病院で介護の仕事をする場合、多くは「看護補助者」(看護助手・看護アシスタント・ケアワーカーなどとも呼ばれます)という職種名で働くことになります。 介護老人福祉施設(特養)や介護老人保健施設(老健)などの「介護保険サービス」の職員とは、そもそも制度上の位置づけが違う、という点がまず押さえておきたいポイントです。
公益社団法人日本看護協会のガイドライン「看護チームにおける看護師・准看護師及び看護補助者の業務のあり方に関するガイドライン」(2021年度改訂版)は、看護補助者を「看護が提供される場において、看護チームの一員として看護師の指示のもと、看護の専門的判断を要しない看護補助業務(『傷病者若しくはじょく婦に対する療養上の世話』及び『診療の補助』に該当しない業務)を行う者」と定義しています。つまり、看護師・准看護師にしかできない医療的な判断・行為(保健師助産師看護師法第5条・第6条が定める「療養上の世話」「診療の補助」)は行わず、その周辺・土台になる生活支援やサポート業務を担う、という整理です。

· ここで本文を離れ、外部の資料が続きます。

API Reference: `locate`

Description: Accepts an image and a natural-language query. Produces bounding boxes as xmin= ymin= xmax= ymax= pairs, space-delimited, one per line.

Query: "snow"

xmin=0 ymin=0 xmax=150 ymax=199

もう一つの一次情報として、厚生労働省の診療報酬に関する通知(保医発0305第2号ほか)があります。この通知では「看護補助者は、看護師長及び看護職員の指導の下に、原則として療養生活上の世話(食事、清潔、排泄、入浴、移動等)、病室内の環境整備やベッドメーキングのほか、病棟内において、看護用品及び消耗品の整理整頓、看護職員が行う書類・伝票の整理及び作成の代行、診療録の準備等の業務を行うこととする」と定められています。無資格・未経験からでも挑戦しやすい仕事である一方、「看護チームの一員として、看護職員の指導・指示のもとで働く」という枠組みがあることは、最初に理解しておく必要があります。